Common idioms to handle arrays of categorical variables include the following:

- Count the occurences of the categories in the array. If arrays can have different sets of categories multi-hot encoding can be used. Where the categories present form the numerical features. e.g. if the vocabulary size is 5 and an array has two cateogories the multi-hot encoding may become: `[1.0, 0.0, 0.0, 1.0, 0.0]`. The output is dependent on the vocabulary size and what categories need to be encoded.
- Use the relative frequency (percentage) of the categories in an array or use TF-IDF
- If the array is ordered in a specific way e.g. time, representing the input array by the last three items. Arrays shorter than three are padded with missing values
- Representing the array by bule statistics, e.g., length of the array, the mode, the median, the 10th/20th... percentile, etc...
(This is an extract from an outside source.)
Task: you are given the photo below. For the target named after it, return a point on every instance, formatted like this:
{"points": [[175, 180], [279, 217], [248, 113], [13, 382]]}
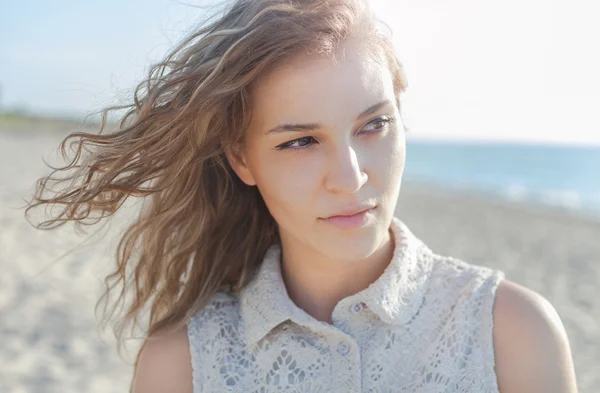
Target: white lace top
{"points": [[425, 325]]}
## Design Pattern 1: Hashed Feature

Addresses three problems associated with categorical features: vocabulary, model size due to cardinality, and cold start. It does so by grouping he catgorical geatures and accepting the trade-off of collisions in the data representation.

### Problem 

One-hot encoding of categorical data requires knowing the vocabulary size beforehand. This can become a problem is situations where we don't know the vocabulary size. Categories likes these pose a few problems:
- Knowing the vocabulary requires extracting it from the training data. Due to random sampling, it is possible that the taining data does not contain all the possible categories. The vocabulary will be incomplete.
- The categorical variables have high cardinality. Such feature vectors pose several problems in practise. They involve so many weights that the training data may be insufficient. Even if we train the model, the trained model will require a lot of space to store because the entire vocabulary is needed at serving time. Thus we may not be able to deploy the model on smaller devices
- After the model is placed into production the model may not be able to make predictions with new categories.


### Solution

The hashed feature desing pattern represents categorical input variable by doing the following:
1. Converting the categorical input into a unique string
2. Invoking a deterministic (no random seeds or salt) and portable (so that the same algorithm can be used in both training and serving) hashing algorithm on the string
3. Taking the remainder when the hash result is divided b the desired number of bukcets. Typically, the hashing algorithm returns an integer that can be negative and the modulo of a negative integer is negative. So, the absolute value of the result is taken.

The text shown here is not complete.